What does Clay Shirky's book Here Comes Everybody, scribes, the printing press, teachers, web technology, virtual learning, and a barking robot all have in common?
Let's put them into the Education Innovation blender and take a look.
What ever happened to scribes? Scribes were one of the most essential of professions in the 1400’s. Few people could write, and it was the scribes that hand copied existing written work. If not for scribes, the loss of ideas, wisdom, and knowledge would have been lost through the ravages of time on existing written work. The scribe was crucially important and irreplaceable, for it was the scribe who was able to preserve and pass on the knowledge of the past and current.
Then, one day, scribes became outdated. They had been replaced by movable type. It didn’t happen all at once of course. For a time scribes worked simultaneously with publishers using the printing press, but the reality was that the society in which they labored had fundamentally changed. The protestant reformation and the printing of bibles in many languages were transforming the society in which scribes and printers worked.
Scribes, not wanting to lose ground to the printers, published a very eloquent defense of scribes. The hypocrisy of it was that they used the printing press to publish it. Times had changed. The society was different and the technology of the day, the printing press, allowed for those changes to continue and spread. Scribes were no longer essential as they had once been before, swept out in the revolution of the reformation and the bible in many languages. The printing press was the technology that made it easier, not the cause.
As Clay Shirky writes, “Professional self-conception and self-defense, so valuable in ordinary times, become a disadvantage in revolutionary times, because professionals are always concerned with threats to the profession. In most cases, those threats are also threats to society…”
He continues, “But in some cases the change that threatens the profession benefits society, as did the spread of the printing press…”

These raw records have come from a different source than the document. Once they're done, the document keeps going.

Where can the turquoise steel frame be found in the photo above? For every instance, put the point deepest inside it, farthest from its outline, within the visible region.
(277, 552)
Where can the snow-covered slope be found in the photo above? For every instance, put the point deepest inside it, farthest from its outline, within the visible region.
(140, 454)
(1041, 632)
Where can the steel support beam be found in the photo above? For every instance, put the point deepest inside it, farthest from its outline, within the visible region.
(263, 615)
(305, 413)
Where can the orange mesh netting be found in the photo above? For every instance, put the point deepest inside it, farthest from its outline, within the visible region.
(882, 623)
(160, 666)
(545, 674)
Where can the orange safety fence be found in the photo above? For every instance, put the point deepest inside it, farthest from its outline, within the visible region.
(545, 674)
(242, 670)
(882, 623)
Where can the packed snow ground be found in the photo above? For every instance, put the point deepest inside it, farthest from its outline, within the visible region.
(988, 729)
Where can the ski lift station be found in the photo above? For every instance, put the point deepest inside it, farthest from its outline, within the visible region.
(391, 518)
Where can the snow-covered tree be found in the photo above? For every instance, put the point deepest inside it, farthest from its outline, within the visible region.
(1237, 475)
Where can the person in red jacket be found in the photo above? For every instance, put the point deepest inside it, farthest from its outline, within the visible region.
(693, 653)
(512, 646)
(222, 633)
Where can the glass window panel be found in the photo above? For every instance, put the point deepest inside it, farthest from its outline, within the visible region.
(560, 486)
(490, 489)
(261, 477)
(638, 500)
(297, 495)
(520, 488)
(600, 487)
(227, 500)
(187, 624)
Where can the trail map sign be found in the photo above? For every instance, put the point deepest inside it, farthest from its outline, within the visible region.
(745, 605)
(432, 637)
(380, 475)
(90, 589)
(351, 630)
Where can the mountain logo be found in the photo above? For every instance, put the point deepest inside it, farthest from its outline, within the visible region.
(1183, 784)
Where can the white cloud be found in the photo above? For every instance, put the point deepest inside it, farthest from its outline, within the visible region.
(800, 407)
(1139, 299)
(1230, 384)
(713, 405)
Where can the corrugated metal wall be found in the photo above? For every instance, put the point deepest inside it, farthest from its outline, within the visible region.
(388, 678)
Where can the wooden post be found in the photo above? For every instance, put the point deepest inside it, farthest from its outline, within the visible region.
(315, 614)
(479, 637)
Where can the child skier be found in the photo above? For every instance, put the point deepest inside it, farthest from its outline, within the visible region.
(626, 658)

Education and classroom teachers are in much the same situation as the scribes of the 1400’s were. How is that you ask? Simple, we are in a revolution of how our society connects, communicates, and in many regards, how it functions. The technology of the web has changed how we communicate. It has made it possible to communicate and teach from virtually anywhere. Learning is no longer limited to the teacher in the classroom or the brick and mortar school. Learning can take place anyplace and at anytime with web technologies. Online courses, online schools, etc. have arisen and benefited from the revolution of our 2.0 society.
The train has left the station on virtual education. It may not be heavily adopted yet, but it will. Why wouldn’t it? We in education can resist, fight it, and even argue against it, but like the scribe of the 1400’s, we are living in revolutionary times and we are working along side virtual schools, teachers, and classrooms. The shift is already beginning, the question for us becomes, adapt to it and adopt it, or go the way of the scribe. I think we are much too smart not to do the former, and far too important to do the latter.
But so did the scribes.
Derek Baird at his excellent blog, Barking Robot has an excellent post in which he summarizes some of the most current research on e-learning. Take a look.
Catalytic Questions:
In what ways might your old beliefs or assumptions about education need to be eliminated?
How might you combine web based technologies and virtual learning opportunities into your educational plan?
In what ways would you need to modify your existing instructional model and methods to meet the needs of online or virtual teaching and learning?
If you imagined yourself as a student, what sorts of things would you want in online education or virtual learning?
How might you allow your school or district’s virtual teaching and learning programs develop? In what areas might you need to force the action?
In what ways might you adapt the online-based technologies you use frequently to develop your online education plan?
What else might you need to think about?
Where else can you look for ideas, methods, and models for online or virtual learning?